In his conclusion, Kay set out ten principles which should guide the UK equity market. Notably, principle number five states “that all participants in the equity investment chain should observe fiduciary standards in their relationships with clients and customers.”
He elaborated: “Fiduciary standards require that the client’s interests are put first, that conflict of interest should be avoided, and that the direct and indirect costs of services provided should be reasonable and disclosed. These standards should not require, nor even permit, the agent to depart from generally prevailing standards of decent behaviour. Contractual terms should not claim to override these standards.”
The financial services consumer protection approach in the UK has traditionally provided for retail products to be regulated; for intermediaries to be subject to rules regarding conduct of business; for a minimum protection and redress scheme; and for the application of fiduciary duties to those who had voluntarily taken them on such as pension fund trustees.

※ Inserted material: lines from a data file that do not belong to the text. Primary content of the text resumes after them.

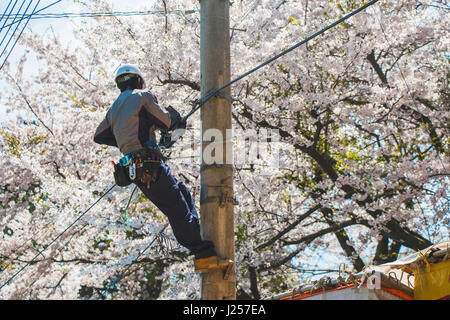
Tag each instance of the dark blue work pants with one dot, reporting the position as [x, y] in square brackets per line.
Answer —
[174, 199]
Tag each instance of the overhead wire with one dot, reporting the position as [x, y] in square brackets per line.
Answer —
[59, 236]
[201, 102]
[9, 26]
[18, 37]
[18, 24]
[10, 1]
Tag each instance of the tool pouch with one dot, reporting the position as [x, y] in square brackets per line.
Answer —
[121, 175]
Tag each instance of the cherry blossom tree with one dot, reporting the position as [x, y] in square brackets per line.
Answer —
[362, 166]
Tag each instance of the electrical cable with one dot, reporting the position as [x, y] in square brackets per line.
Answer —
[38, 16]
[200, 103]
[18, 37]
[4, 37]
[54, 240]
[215, 92]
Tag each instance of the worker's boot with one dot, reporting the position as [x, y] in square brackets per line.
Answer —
[211, 263]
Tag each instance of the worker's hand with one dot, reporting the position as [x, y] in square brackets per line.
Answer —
[176, 121]
[168, 138]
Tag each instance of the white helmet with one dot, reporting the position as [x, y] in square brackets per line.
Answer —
[130, 70]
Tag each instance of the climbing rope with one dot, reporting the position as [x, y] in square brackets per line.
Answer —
[114, 283]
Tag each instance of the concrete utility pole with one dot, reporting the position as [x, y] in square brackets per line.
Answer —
[216, 196]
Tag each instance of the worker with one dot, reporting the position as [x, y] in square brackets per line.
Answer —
[130, 125]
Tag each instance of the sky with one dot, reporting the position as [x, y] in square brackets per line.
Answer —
[61, 26]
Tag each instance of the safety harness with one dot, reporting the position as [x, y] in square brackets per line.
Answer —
[141, 165]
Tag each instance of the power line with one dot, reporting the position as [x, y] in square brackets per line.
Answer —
[54, 240]
[19, 21]
[105, 14]
[215, 92]
[17, 39]
[4, 37]
[200, 103]
[10, 1]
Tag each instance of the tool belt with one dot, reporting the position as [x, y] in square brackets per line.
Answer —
[141, 165]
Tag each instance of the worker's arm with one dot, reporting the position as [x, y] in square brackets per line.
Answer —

It was thought that this broadly worked because so much of UK investment was made through intermediaries who were subject to fiduciary duties. For example, in 2012 defined benefit pension schemes controlled £1,031 billion of assets compared with £697 billion ($1.2 trillion) of assets in defined contribution schemes (invested by individuals).
However, the proportions are changing rapidly. It is predicted that auto-enrolment of pensions will mean between six and nine million individuals will enroll in defined contribution schemes by 2018, and by 2022 there may be more assets in defined contribution schemes than defined benefit schemes.
In light of this changing investment profile, and the international dynamic, the UK government needs to consider whether a fiduciary standard should be adopted. The Law Commission has just closed its consultation* on this matter and is analysing responses. A final report will be presented to the Government by June 2014.
The practical implications of the adoption of a fiduciary standard would indeed be costly. In many cases, it would require proper client classification, re-drafting of contracts, disclosures to be made, fee structures to be reviewed and potential disaggregation of integrated businesses. It would undoubtedly put further pressure onto already stressed operating models.
Given the international flow of investments, the UK wealth management industry should resist the temptation to consider the adoption of a fiduciary standard as an aberration or as a temporary irritant. There are strong policy reasons driving the attention of the UK and US governments. It is viewed as part of the social contract necessary to permit capitalism and of critical importance where so much investment lies in the hands of the individuals.
There is a risk that if the global financial services sector does not look at the issue of ethics holistically it could be adopted by countries in a piecemeal fashion. This risks creating an uneven playing field which can be arbitraged with technology – so, should the G20 financial stability board consider developing a common solution?
Meanwhile, industry players who adopt the fiduciary standard as universal, even for non-retail customers, may find that they really do profit in the long term as customers’ confidence influences the flow of funds towards the safest investment environments.
*J Kay, The Kay review of UK equity markets and long term decision making: Final report 2012.
** The Law Commission Consultation paper no 215 “Fiduciary duties of investment intermediaries”.